A simple plan to ruin your boss: plant child porn on his PC


A disgruntled maintenance worker at a UK secondary school has been accused of planting child pornography on his boss' computer in order to have his boss fired and to ruin the man's life.

The perpetrator allegedly mailed a CD containing child pornography to the police, claiming that it came from his boss' computer. He also planted child porn on his boss' laptop and then phoned in an anonymous tip to the police, who seized the laptop and arrested the victim.

Police eventually traced the anonymous mobile call back to the disgruntled employee, who had been bragging at a barbecue that he planned to carry out just such a scheme against his boss.

Why would he do such a thing? The boss was a real jerk.

According to the UK Press Association, that boss was maintenance supervisor Eddie Thompson, who last week told a court that his relationship with other staff at the school "was not a good one. I have a reputation of being exceedingly grumpy, bad tempered, and irascible—that's what I am."

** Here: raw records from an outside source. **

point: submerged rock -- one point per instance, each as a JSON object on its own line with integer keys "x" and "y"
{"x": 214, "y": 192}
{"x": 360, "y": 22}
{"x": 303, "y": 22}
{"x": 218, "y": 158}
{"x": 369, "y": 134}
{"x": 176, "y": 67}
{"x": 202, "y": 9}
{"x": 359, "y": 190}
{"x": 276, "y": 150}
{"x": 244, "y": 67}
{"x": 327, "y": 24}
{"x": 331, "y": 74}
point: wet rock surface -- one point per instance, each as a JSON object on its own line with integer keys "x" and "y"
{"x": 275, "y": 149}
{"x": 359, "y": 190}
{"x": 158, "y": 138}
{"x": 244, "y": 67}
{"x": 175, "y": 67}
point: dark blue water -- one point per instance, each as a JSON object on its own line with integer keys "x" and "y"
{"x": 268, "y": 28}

What's frightening about this story is not only that it happened, but that the original porn planting and subsequent arrest happened in 2006, and real story didn't come out until 2007, when the disgruntled employee was finally arrested. The boss and his wife spent the intervening year being terrorized by angry neighbors and shunned by friends, family, and coworkers. The case is currently being tried in court, which is why all of the details are in the public eye now (and UK papers have been having a field day with them).

The stigma of possessing child porn means that such allegations, even if later proven untrue, can be damning. And the allegation can indeed turn out to be untrue. In 2002, UK police accused over 7,000 people of purchasing child porn from a website, but it later turned out that hundreds of them were merely victims of credit card fraud. Their credit cards had been stolen and used to purchase child porn, so they ended up getting caught in the police dragnet. One of those victims was Simon Bunce, a UK resident whose identity was stolen by a pedophile. Bunce was caught up in the aforementioned pedophile sting, dubbed Operation Ore. Before being fully cleared by the police, Bunce lost his high-paying job, and his family members disowned him. He may never be able to repair the damage to his reputation.

Correction: Operation Ore was in 2002, not 2007. It was only later in the decade that many of the stories of those falsely accused began to emerge.